Authors: Sana Arastehfar, Erik Ekgasit, Maria Stuebner
This is a follow up to a previous blogpost. We recommend that you read the previous post before this one.
We devoted our second week to exploring three methods of ensuring temporal consistency between runs of the Latent-NeRF code:
1. fine-tuning
2. retraining a model halfway through
3. deforming Latent-NeRFs with NeRF-Editing.
The overall aim was to keep certain characteristics of the generated images, for example, of a Lego man, consistent between runs of the code. If the following tests were run:
- Lego man
- Lego man holding a sword
we would want the Lego man to retain his original colors, hair, and features except for his originally raised hand which we would want to now be lowered slightly and holding a sword.

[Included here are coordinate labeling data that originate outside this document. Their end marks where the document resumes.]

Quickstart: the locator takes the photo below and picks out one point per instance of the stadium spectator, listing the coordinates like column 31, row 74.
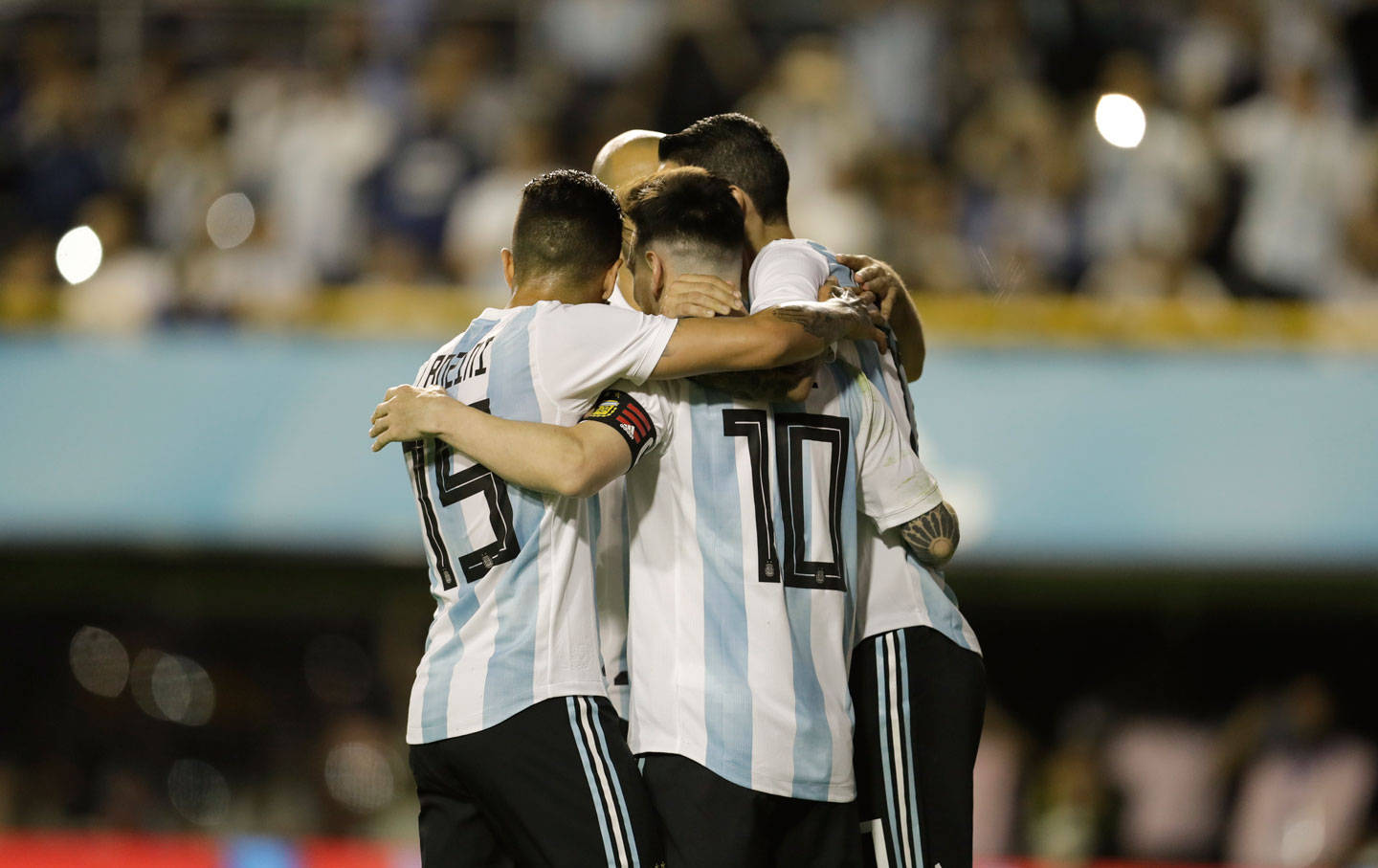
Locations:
column 134, row 287
column 1303, row 799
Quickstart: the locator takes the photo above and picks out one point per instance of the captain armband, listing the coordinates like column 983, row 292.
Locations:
column 620, row 412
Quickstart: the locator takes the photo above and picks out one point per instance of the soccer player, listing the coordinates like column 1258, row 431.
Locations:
column 625, row 160
column 918, row 679
column 743, row 554
column 514, row 748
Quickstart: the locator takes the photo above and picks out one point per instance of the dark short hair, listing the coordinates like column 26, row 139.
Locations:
column 685, row 206
column 742, row 150
column 570, row 223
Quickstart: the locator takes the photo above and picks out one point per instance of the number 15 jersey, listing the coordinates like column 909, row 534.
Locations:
column 511, row 569
column 743, row 547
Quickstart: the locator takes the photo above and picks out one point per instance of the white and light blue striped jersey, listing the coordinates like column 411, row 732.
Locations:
column 610, row 529
column 896, row 590
column 511, row 569
column 743, row 520
column 611, row 575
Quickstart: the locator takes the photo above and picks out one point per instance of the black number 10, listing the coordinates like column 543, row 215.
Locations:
column 791, row 430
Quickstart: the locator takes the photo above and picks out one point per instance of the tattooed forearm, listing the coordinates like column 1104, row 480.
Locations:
column 773, row 385
column 824, row 320
column 933, row 536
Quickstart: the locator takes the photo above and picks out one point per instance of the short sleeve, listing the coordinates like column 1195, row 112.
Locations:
column 582, row 348
column 789, row 270
column 893, row 485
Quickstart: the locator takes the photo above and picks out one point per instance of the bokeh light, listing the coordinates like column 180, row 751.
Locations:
column 199, row 791
column 100, row 661
column 78, row 254
column 171, row 688
column 359, row 776
column 1121, row 120
column 229, row 221
column 182, row 691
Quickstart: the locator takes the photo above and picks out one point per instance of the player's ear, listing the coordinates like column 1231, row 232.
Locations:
column 509, row 269
column 738, row 193
column 657, row 275
column 611, row 278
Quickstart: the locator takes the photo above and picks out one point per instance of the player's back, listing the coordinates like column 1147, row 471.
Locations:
column 743, row 521
column 896, row 590
column 511, row 569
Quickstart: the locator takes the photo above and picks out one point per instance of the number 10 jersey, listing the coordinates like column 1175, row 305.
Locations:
column 743, row 548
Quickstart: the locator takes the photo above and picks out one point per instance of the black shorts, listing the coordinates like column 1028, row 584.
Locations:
column 550, row 786
column 920, row 701
column 708, row 821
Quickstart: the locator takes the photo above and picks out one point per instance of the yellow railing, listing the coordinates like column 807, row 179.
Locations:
column 969, row 320
column 1073, row 322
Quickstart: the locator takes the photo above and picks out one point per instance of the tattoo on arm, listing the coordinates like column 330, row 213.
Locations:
column 772, row 385
column 823, row 320
column 933, row 536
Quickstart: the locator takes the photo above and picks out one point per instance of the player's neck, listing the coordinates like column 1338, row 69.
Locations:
column 551, row 288
column 772, row 232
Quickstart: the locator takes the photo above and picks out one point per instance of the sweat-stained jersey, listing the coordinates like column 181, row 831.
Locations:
column 511, row 569
column 743, row 520
column 896, row 590
column 610, row 529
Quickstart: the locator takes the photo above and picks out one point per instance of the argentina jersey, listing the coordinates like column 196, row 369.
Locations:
column 743, row 560
column 896, row 590
column 511, row 569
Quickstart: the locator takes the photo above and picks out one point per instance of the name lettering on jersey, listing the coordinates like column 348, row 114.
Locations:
column 450, row 369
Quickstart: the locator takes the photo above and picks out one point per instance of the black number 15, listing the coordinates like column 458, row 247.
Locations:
column 453, row 486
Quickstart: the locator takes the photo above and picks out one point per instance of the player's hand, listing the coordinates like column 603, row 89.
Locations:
column 868, row 323
column 700, row 295
column 878, row 278
column 403, row 415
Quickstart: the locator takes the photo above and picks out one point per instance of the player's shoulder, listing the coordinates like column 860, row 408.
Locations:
column 792, row 250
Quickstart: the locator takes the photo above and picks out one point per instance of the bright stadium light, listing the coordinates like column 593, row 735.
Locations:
column 1121, row 120
column 78, row 254
column 229, row 221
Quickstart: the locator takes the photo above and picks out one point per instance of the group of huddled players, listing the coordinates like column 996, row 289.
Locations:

If we tested for a color change, for example, such as
- red Lego man
- green Lego man
we would want the Lego man to retain exactly the same geometry between runs, with only the color of the Lego man changing as noted by the change in text guidance. After discussing ways in which to go about achieving this temporal consistency, we each decided to explore a different method, as outlined below.
1. Fine-tuning
Experimental Setup
The experiments were conducted using the same sketch and text prompt as a basis for animation generation. Different variations of the text prompts and sketch guides were used to observe the changes in the generated animations. The generated animations were evaluated based on color consistency, configuration accuracy, and adherence to the provided prompts.
Consistency Analysis
The initial experiments revealed that the model demonstrated remarkable consistency when animating a Lego man holding a sword (Figure 1). Even when the text prompt was altered to depict a teddy holding a sword (Figure 2), the generated animations still maintained accurate depictions, both in color and shape, demonstrating the model’s robustness.
Figure 1: Latent NeRF with sketch guide + text guide “a lego man holding a sword”

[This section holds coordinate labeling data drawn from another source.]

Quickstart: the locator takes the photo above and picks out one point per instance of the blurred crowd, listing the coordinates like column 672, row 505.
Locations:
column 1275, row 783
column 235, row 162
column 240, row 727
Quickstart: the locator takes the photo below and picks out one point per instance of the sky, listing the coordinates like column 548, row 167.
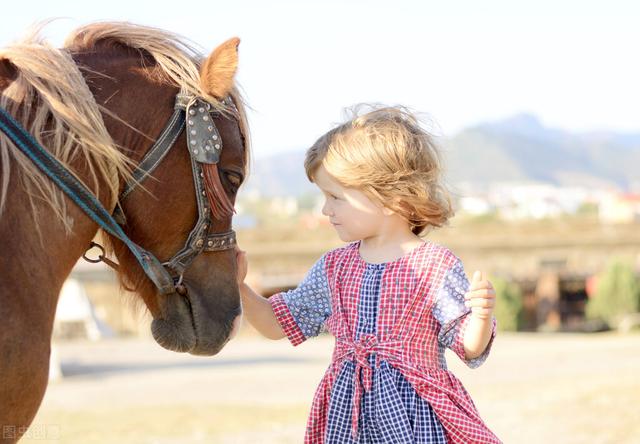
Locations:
column 573, row 64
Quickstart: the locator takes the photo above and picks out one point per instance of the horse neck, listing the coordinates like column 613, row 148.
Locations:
column 36, row 261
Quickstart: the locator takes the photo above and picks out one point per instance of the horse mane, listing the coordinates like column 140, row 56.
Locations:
column 51, row 99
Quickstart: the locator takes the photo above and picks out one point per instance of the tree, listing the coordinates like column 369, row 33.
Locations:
column 508, row 310
column 617, row 293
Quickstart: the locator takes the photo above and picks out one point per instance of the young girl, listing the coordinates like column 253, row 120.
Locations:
column 392, row 300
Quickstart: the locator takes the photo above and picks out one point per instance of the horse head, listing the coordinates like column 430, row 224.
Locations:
column 135, row 73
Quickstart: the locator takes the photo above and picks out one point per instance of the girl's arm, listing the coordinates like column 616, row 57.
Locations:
column 481, row 299
column 256, row 308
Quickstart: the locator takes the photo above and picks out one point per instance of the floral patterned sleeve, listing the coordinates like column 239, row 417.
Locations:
column 453, row 315
column 302, row 311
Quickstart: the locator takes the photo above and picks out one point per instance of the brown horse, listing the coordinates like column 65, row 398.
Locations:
column 97, row 105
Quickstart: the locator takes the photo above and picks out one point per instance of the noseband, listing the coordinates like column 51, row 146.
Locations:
column 204, row 145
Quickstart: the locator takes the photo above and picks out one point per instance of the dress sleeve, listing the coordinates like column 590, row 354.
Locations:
column 302, row 311
column 453, row 315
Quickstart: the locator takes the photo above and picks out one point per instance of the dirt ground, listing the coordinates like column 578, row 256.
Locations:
column 535, row 388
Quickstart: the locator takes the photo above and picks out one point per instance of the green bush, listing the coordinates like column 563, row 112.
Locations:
column 508, row 310
column 617, row 293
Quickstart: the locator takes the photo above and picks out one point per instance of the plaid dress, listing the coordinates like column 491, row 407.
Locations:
column 388, row 380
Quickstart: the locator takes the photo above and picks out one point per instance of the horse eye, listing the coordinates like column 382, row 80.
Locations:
column 234, row 179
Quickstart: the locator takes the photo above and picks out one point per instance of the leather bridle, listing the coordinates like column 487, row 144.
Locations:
column 204, row 145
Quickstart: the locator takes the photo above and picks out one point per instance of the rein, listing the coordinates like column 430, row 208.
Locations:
column 204, row 145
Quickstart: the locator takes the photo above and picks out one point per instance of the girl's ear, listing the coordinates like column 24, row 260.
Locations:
column 216, row 74
column 387, row 211
column 8, row 73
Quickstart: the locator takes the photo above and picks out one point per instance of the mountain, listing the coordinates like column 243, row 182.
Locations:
column 516, row 149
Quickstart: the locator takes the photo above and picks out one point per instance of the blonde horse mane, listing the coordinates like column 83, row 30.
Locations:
column 51, row 99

Figure 2: Latent NeRF output with a sketch guide and text prompt “a teddy bear holding a sword”.
Influence of Text Prompt and Sketch Guide
Figure 3 presented two different results when using the same shape guidance but different text prompts: “a Lego man” and “a Lego man with left arm up.” This indicated that the text prompt had a more significant impact on the final animation results than the sketch guide.
Figure 3: latent NeRF outputs using the same sketch guide, different text prompts. “a lego man” (left), and “a lego man with left arm up” (right), demonstrating the weight of text guide in latent NeRF.
Animation Sequence and Consistency To investigate the model’s ability to maintain consistency in an animation sequence, a series of runs were conducted where a Lego man attempted to raise the sword. After four runs, the sword’s color became inconsistent, and after the fifth run, the sword was no longer present (Figure 4).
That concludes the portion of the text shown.